Vascular Biology, Robarts Research Institute, Department of Biochemistry, The University of Western Ontario, London, Ontario, Canada.
Arterioscler Thromb Vasc Biol. 2012 Dec;32(12):2919-28. doi: 10.1161/ATVBAHA.112.255208. Epub 2012 Sep 27.
Hypertriglyceridemia is an important risk factor for cardiovascular disease. Elevated plasma very low-density lipoprotein (VLDL) puts insulin-resistant patients at risk for atherosclerosis. VLDL readily induces macrophage lipid accumulation and inflammatory responses, for which targeted therapeutic strategies remain elusive. We examined the ability of VLDL to induce macrophage foam cells and the inflammatory response and sought to define the cell signaling cascades involved. We further examined the potential of peroxisome proliferator-activated receptor (PPAR) δ activation to attenuate both VLDL-stimulated lipid accumulation and cytokine expression.
THP-1 macrophages exposed to VLDL displayed significant triglyceride accumulation, which was attenuated by PPARδ activation. PPARδ agonists stimulated a transcriptional program resulting in inhibition of lipoprotein lipase activity, activation of fatty acid uptake, and enhanced β-oxidation. VLDL-treated macrophages significantly increased the expression of activator protein 1 associated cytokines interleukin-1β, macrophage inflammatory protein 1α, and intercellular adhesion molecule-1. VLDL treatment significantly increased the phosphorylation of both extracellular signal-related kinase 1 and 2 and p38. VLDL reduced AKT phosphorylation as well as its downstream effector forkhead box protein O1, concomitant with increased nuclear forkhead box protein O1. Cells treated with PPARδ agonists were completely resistant to VLDL-induced expression of inflammatory cytokines, mediated by normalization of mitogen-activated protein kinase (MAPK)(erk) and AKT/forkhead box protein O1 signaling.

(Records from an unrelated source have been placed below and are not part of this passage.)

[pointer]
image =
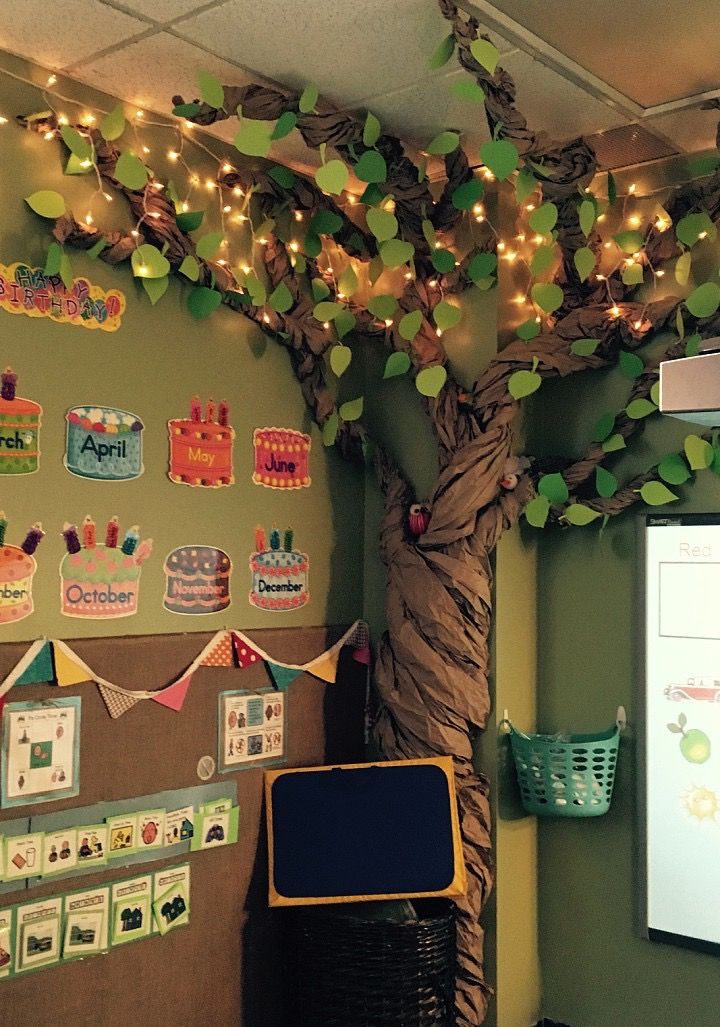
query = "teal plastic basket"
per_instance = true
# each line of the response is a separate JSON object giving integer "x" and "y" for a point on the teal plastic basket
{"x": 566, "y": 774}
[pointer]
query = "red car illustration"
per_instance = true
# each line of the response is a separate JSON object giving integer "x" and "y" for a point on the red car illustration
{"x": 695, "y": 688}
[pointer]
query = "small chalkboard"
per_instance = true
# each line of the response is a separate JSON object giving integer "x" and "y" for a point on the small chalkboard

The combined PPARδ-mediated reductions of lipid accumulation and inflammatory cytokine expression suggest a novel macrophage-targeted therapeutic option in treating atherosclerosis.
高甘油三酯血症是心血管疾病的一个重要危险因素。升高的血浆极低密度脂蛋白(VLDL)使胰岛素抵抗患者易患动脉粥样硬化。VLDL 容易诱导巨噬细胞脂质积累和炎症反应,针对这些反应的靶向治疗策略仍然难以捉摸。我们研究了 VLDL 诱导巨噬细胞泡沫细胞和炎症反应的能力,并试图确定涉及的细胞信号级联。我们进一步研究了过氧化物酶体增殖物激活受体(PPAR)δ激活的潜力,以减轻 VLDL 刺激的脂质积累和细胞因子表达。
暴露于 VLDL 的 THP-1 巨噬细胞显示出明显的甘油三酯积累,这可以通过 PPARδ 激活来减弱。PPARδ 激动剂刺激转录程序,导致脂蛋白脂肪酶活性抑制、脂肪酸摄取激活和β氧化增强。VLDL 处理的巨噬细胞显著增加了与激活蛋白 1 相关的细胞因子白细胞介素 1β、巨噬细胞炎症蛋白 1α 和细胞间黏附分子 1 的表达。VLDL 处理显著增加了细胞外信号相关激酶 1 和 2 以及 p38 的磷酸化。VLDL 降低了 AKT 的磷酸化及其下游效应物叉头框蛋白 O1,同时增加了核叉头框蛋白 O1。用 PPARδ 激动剂处理的细胞完全抵抗 VLDL 诱导的炎症细胞因子表达,这是通过 MAPK(erk)和 AKT/forkhead box protein O1 信号的正常化介导的。
PPARδ 介导的脂质积累和炎症细胞因子表达的减少表明,在治疗动脉粥样硬化方面,针对巨噬细胞的新型靶向治疗选择是可行的。